Social media takes a lot of shit for being a big, fake stage on which to present a big, fake version of yourself; and that it actually discourages real connection between people. Which is why what I’m about to say is going to be counter-intuitive: Facebook makes me a better person.
No, really, I’m serious.
And not just because it reminds me of the birthdays of everyone I know (which is fucking helpful, cuz I can barely keep it straight even amongst my immediate family, and there’s only 5 of us). It’s WAY more than that.
For one thing; It lets me ask for help, which is something I have difficulty with, or even talking about really. I’m terrible at asking for or accepting help. Something about needing to be independent, mixed in with a fear of rejection and topped with a sense of guilt like I’m a user. I try to remind myself everyone needs help from time to time, that even if I don’t get the help it doesn’t hurt to ask, and that accepting support from people who want to give it is not “being a user”, but it’s still really hard. Facebook lets me ask for that help (without anyone seeing how it takes me an hour to compose the post and that I only do it when I can’t think of any other options) — NOTE: Special thanks to Steve Brooks, Ken Nolan, and Michael Asante for jumping in with offers of monitors, mine is now a smoking heap on the floor that produces no image, just a shrill whine and a bad smell.
It helps me stay accountable. If I post that I’m going to have a blogpost/video/new song/etc out by such-and-such a date, I have a record of that staring me in the face, and a group of people who will ask me when it’s coming down the pipes if I don’t live up to it. Not in a judgemental, finger-wagging sort of way, but lots of gently encouraging reminders 😀
It allows me to connect with people even when I’m feeling wildly anti-social. By “wildly” I mean that my mood swings are extreme, and rapid, and that even I can’t stand being around me when I’m like that. But I can sit in my room (curled up with my knees at my chest on my computer chair) and clutch a cup of tea or hot chocolate and connect through my computer. That way I can have my distance without being isolated, and not feel like a dick for abandoning my friends and family at the same time.
It also allows me to stay connected with distant friends, and to connect with people I simply wouldn’t even know otherwise. Some of my most cherished friendships are with people that, because of geographical distance, I couldn’t have even MET, let alone carried on daily, or weekly conversations. People like Richard Widmark Jr. of the RAW XPERIENCE (Follow him if you like: he’s super-inspirational : http://therawxperience.com/).

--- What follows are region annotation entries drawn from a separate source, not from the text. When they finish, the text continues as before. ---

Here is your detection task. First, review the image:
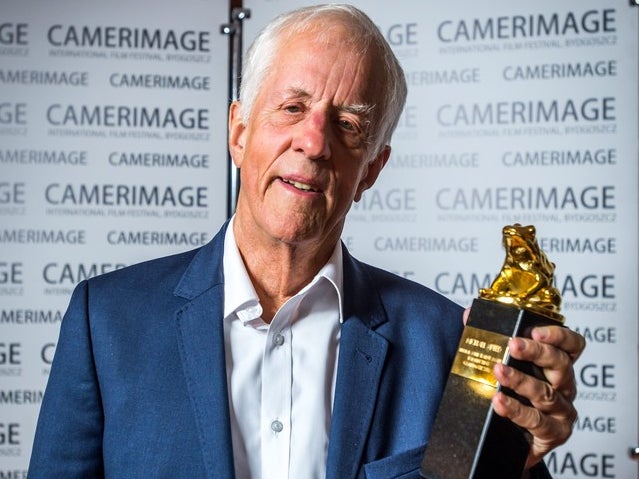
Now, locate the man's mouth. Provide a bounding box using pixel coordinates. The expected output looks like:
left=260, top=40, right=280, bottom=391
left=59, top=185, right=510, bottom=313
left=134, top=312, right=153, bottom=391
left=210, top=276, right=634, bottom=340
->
left=282, top=178, right=319, bottom=193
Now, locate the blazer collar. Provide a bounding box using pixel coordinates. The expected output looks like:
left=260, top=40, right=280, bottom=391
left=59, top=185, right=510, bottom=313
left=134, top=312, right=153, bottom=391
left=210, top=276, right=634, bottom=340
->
left=173, top=221, right=229, bottom=299
left=174, top=223, right=235, bottom=479
left=326, top=248, right=389, bottom=479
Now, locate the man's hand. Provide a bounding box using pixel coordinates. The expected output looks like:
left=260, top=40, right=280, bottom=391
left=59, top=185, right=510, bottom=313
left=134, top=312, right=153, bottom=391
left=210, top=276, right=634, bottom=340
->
left=493, top=326, right=586, bottom=468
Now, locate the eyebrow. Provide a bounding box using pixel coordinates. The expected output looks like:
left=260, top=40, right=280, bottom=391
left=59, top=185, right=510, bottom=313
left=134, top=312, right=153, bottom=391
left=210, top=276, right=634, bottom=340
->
left=284, top=87, right=375, bottom=116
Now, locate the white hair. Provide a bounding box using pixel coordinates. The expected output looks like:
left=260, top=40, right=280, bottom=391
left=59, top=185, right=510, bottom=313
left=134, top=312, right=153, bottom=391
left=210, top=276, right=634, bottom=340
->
left=240, top=4, right=407, bottom=155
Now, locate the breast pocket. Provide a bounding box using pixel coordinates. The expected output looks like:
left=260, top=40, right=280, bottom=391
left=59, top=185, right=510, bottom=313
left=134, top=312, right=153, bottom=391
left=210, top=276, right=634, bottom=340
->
left=364, top=446, right=425, bottom=479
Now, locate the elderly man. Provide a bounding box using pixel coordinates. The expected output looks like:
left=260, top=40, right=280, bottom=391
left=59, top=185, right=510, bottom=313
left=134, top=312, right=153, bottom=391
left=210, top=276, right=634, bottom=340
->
left=29, top=6, right=584, bottom=479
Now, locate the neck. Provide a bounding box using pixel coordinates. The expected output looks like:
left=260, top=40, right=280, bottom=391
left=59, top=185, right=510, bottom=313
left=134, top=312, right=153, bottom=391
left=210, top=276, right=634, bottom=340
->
left=233, top=216, right=339, bottom=323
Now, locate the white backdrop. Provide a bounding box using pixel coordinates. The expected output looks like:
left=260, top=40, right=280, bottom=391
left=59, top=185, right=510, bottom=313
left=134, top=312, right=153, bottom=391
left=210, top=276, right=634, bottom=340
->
left=0, top=0, right=639, bottom=479
left=0, top=0, right=228, bottom=472
left=244, top=0, right=639, bottom=479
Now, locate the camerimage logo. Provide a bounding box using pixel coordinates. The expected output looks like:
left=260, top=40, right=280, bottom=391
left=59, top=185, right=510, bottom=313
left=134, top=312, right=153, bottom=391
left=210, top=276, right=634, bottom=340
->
left=435, top=8, right=617, bottom=54
left=556, top=273, right=617, bottom=314
left=545, top=450, right=618, bottom=478
left=0, top=261, right=24, bottom=296
left=0, top=101, right=28, bottom=136
left=44, top=183, right=209, bottom=219
left=349, top=188, right=417, bottom=223
left=435, top=97, right=617, bottom=138
left=46, top=103, right=210, bottom=141
left=501, top=148, right=618, bottom=168
left=0, top=181, right=27, bottom=216
left=0, top=424, right=22, bottom=457
left=47, top=24, right=211, bottom=63
left=0, top=341, right=22, bottom=377
left=0, top=22, right=29, bottom=57
left=380, top=22, right=419, bottom=58
left=434, top=185, right=617, bottom=224
left=42, top=261, right=126, bottom=295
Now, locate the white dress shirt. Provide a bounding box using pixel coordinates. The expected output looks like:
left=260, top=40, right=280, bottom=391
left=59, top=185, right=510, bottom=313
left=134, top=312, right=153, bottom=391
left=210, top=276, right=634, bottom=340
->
left=223, top=220, right=342, bottom=479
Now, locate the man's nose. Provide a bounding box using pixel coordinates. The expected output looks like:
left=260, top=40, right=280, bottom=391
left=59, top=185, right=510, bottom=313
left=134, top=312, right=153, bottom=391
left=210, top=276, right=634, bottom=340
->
left=293, top=111, right=331, bottom=160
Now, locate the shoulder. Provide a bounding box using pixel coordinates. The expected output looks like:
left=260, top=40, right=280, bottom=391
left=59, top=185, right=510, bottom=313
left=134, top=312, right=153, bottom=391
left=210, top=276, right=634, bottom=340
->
left=353, top=259, right=463, bottom=316
left=88, top=248, right=201, bottom=290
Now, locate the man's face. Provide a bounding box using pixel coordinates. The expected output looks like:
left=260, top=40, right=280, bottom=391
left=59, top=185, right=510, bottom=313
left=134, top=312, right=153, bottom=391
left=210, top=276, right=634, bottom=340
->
left=229, top=32, right=389, bottom=249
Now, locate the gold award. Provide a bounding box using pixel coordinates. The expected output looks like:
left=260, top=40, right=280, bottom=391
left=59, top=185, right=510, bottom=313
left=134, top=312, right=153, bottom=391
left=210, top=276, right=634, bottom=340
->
left=479, top=223, right=564, bottom=324
left=420, top=223, right=564, bottom=479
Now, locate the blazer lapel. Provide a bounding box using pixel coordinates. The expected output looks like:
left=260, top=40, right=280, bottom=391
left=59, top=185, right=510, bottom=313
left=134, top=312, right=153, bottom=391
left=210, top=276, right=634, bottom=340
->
left=326, top=248, right=388, bottom=479
left=175, top=228, right=234, bottom=479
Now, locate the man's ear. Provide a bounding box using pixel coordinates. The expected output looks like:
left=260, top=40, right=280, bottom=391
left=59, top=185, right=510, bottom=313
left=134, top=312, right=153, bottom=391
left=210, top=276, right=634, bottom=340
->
left=355, top=145, right=390, bottom=201
left=229, top=101, right=246, bottom=168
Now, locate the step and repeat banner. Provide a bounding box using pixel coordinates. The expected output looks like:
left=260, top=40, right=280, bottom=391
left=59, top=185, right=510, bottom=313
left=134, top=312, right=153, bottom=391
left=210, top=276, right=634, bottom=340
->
left=0, top=0, right=228, bottom=472
left=244, top=0, right=639, bottom=479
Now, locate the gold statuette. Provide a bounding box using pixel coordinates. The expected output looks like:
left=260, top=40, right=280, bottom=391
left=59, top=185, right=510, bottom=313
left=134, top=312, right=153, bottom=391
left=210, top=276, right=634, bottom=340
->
left=479, top=223, right=564, bottom=324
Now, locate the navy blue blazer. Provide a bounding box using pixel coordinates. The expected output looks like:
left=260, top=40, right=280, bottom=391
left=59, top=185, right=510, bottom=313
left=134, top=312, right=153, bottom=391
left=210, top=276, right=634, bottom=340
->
left=29, top=227, right=552, bottom=479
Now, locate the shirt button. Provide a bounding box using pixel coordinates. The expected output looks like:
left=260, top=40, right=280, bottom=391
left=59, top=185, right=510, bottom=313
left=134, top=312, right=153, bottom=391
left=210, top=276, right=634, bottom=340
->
left=271, top=419, right=284, bottom=432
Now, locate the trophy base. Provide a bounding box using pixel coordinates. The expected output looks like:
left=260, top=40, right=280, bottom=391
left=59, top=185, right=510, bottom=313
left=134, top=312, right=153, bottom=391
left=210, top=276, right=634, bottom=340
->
left=420, top=299, right=558, bottom=479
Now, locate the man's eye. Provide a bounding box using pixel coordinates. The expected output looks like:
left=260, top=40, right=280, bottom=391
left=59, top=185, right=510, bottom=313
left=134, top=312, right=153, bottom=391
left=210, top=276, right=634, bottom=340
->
left=284, top=105, right=302, bottom=113
left=337, top=120, right=357, bottom=131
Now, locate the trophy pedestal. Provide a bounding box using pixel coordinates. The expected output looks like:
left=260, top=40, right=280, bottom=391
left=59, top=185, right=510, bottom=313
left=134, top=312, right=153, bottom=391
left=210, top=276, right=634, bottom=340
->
left=420, top=299, right=558, bottom=479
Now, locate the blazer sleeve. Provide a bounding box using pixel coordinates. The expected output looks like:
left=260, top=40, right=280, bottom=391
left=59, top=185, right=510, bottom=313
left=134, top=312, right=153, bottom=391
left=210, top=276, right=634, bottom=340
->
left=28, top=281, right=104, bottom=479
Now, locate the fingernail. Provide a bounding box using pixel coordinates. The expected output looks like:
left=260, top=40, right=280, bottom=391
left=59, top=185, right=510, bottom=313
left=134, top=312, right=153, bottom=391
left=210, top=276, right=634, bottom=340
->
left=510, top=338, right=526, bottom=351
left=535, top=326, right=548, bottom=339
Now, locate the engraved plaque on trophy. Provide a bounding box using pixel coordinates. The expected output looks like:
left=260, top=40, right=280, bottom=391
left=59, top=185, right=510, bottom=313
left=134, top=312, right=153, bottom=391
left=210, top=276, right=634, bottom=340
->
left=420, top=224, right=564, bottom=479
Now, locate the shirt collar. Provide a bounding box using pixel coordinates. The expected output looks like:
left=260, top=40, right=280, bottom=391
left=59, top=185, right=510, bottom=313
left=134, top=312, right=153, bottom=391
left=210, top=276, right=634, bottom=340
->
left=222, top=217, right=344, bottom=324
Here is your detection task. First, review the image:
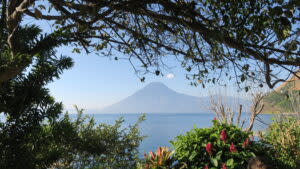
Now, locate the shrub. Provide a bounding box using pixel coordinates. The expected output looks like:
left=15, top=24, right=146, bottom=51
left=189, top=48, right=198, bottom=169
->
left=138, top=147, right=175, bottom=169
left=263, top=117, right=300, bottom=168
left=171, top=120, right=259, bottom=169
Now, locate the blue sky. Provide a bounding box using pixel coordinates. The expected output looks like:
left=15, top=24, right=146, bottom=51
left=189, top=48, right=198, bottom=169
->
left=23, top=15, right=258, bottom=110
left=48, top=46, right=250, bottom=110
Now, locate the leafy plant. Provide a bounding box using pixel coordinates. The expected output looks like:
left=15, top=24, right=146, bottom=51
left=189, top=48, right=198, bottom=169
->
left=263, top=117, right=300, bottom=168
left=171, top=120, right=258, bottom=169
left=140, top=147, right=174, bottom=169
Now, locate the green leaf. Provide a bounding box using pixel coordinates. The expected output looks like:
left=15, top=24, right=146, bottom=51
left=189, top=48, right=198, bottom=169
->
left=210, top=158, right=218, bottom=167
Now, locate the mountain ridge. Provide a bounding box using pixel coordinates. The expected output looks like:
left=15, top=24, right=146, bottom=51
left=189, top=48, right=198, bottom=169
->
left=99, top=82, right=245, bottom=113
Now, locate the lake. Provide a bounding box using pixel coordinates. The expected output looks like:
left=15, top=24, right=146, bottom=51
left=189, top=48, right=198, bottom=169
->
left=70, top=113, right=272, bottom=154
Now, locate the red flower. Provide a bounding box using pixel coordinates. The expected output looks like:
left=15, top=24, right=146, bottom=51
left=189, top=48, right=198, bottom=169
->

It lets me connect DEEPER. It takes a lot of hours to get to know someone in person; they have to tell you about all their stories, all their thoughts, dreams, worries, etc. But my feed is FULL of your thoughts, abundant with your worries, dreams, failures and triumphs, and that lets me share in your life in a way I probably wouldn’t have the opportunity to otherwise … After all, can you imagine trying to actually tell a story about yourself to as many people as can be reached by a single Facebook post?
And it lets me help others. I’m can’t always support with my dollars, but I can share; I can set up GoFundMe or Kickstarter campaigns, I can put donation buttons on our website, I can tweet to raise awareness of community events, I can share share the fuck out of someones latest creation, or “In need of …” post to give it bigger reach/hopefully get that person whatever it is they need. It lets me be a listening and sympathetic ear and all (and odd) times of the day, even when I’m at home in my pyjamas eating sesame snacks (ty Jessie)
All I’m saying is that it’s a tool, and like any tool; it’s all in how you use it.